Sie nickte nachdrücklich und strich sich ungeduldig eine Locke aus der Stirn.
»Nein, danach bin ich nicht mehr gekommen. Ich hörte einmal zufällig, wie Großmama zu Papa sagte: Warum, zum Donnerwetter, ist Ariane denn kein Junge geworden? Ich bin sehr unzufrieden mit euch!«
Trotzig hob sie den Kopf und sah den alten Diener an.
Sie erinnerte sich noch so genau an jenen Tag und daran, wie sie damals davongelaufen war und sich im hintersten Winkel des Parks versteckt hatte.
Sie war zornig und traurig zugleich gewesen.
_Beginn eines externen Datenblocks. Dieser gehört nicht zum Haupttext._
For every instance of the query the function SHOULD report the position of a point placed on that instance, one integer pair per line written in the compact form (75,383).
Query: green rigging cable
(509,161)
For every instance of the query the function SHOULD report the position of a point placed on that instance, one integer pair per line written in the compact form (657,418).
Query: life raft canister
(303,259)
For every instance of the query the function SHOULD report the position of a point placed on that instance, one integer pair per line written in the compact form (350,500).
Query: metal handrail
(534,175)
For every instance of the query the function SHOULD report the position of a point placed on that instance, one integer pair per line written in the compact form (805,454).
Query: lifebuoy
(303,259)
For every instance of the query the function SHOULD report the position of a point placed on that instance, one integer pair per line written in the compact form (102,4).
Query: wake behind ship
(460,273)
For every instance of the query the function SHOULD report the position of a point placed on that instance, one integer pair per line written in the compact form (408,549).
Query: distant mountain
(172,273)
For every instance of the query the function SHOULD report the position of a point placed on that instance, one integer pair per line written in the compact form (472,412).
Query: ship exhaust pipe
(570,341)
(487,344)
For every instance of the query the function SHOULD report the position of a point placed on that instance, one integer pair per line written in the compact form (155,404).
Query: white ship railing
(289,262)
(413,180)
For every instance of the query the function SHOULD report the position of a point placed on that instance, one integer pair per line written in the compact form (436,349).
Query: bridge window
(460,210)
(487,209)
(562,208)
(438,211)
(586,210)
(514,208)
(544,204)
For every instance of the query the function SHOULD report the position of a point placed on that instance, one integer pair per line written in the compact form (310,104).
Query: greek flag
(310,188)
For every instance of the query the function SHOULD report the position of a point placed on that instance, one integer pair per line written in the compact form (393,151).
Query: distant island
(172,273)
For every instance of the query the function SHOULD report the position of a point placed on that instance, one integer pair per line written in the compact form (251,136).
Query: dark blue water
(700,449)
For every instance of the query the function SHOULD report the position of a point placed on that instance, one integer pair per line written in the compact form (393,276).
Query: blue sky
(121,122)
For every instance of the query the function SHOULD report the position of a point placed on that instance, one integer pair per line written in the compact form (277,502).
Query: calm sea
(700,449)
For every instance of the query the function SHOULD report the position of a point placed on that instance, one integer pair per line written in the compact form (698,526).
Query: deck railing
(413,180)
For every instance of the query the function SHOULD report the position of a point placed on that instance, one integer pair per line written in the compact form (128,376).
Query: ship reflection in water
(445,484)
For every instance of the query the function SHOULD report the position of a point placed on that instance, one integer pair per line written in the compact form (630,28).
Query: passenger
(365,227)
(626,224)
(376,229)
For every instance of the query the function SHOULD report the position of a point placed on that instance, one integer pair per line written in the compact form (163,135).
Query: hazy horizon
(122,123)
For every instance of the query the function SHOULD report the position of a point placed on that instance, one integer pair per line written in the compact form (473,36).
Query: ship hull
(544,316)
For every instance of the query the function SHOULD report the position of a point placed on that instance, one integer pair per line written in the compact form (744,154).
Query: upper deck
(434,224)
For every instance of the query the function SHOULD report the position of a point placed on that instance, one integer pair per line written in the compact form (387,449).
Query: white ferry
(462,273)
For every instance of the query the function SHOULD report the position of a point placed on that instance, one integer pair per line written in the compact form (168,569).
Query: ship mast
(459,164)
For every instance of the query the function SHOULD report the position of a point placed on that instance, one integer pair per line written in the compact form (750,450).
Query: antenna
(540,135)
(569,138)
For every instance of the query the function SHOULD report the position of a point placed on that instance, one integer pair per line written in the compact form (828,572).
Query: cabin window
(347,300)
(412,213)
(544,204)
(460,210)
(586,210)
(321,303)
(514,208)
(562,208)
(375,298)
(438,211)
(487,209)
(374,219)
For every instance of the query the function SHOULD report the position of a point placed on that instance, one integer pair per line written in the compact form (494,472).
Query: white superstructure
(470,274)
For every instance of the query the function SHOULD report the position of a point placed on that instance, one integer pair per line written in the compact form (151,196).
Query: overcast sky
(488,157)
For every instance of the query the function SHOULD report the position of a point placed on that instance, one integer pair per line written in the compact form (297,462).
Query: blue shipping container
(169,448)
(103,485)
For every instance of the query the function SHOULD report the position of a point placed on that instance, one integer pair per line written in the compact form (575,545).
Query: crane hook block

»Ich liebte Großmama so sehr«, sagte sie leise, mit spröder Stimme, »aber ich wollte sie nicht mehr gern haben. Als Kind bildete ich mir ein, sie habe mich nicht lieb.«
»Aber wie konnten Sie so etwas glauben?« rief Friedhelm entsetzt. »Haben Sie denn nicht mit Ihren Eltern über das Gehörte gesprochen?«
»Nein. Dazu war ich zu stolz oder zu dumm. Nein, ich habe es für mich behalten und hatte schreckliches Mitleid mit mir selbst. Aber ich wollte meine Ferien nicht mehr auf Buchenau verbringen.«
»Und haben Ihre Großmutter damit sehr traurig gemacht.« Friedhelm schüttelte resigniert den Kopf. »Sie hat so sehr auf Ihren Besuch gewartet, von einer Ferienzeit zur anderen. Und oft sagte sie: ›Herr Friedhelm, das Kind hat uns vergessen, auch wenn es seine pflichtschuldigen Briefe schreibt. Es ist eben kein Landkind, es ist ein Stadtfratz wie ihre Mutter.«
»Das Heimweh nach Buchenau ist immer in mir gewesen, aber ich redete mir ein, ich wäre hier nicht willkommen, und es war mir auch ganz verständlich, daß Großmama lieber einen Enkel gehabt hätte als eine Enkelin.«
Friedhelm winkte heftig ab.
»Nicht für sie selbst war es wichtig, sondern nur für Buchenau. Sie hoffte natürlich, daß ein Junge geboren wurde, der den Namen Buchenau weiterträgt und vielleicht das Gut erben konnte. Sie bildete sich auch ein, ein Buchenau könnte das Wunder vollbringen und das Gut in seinem alten Glanz wieder erstehen lassen.«
Eine schrille Klingel gellte durch das Haus.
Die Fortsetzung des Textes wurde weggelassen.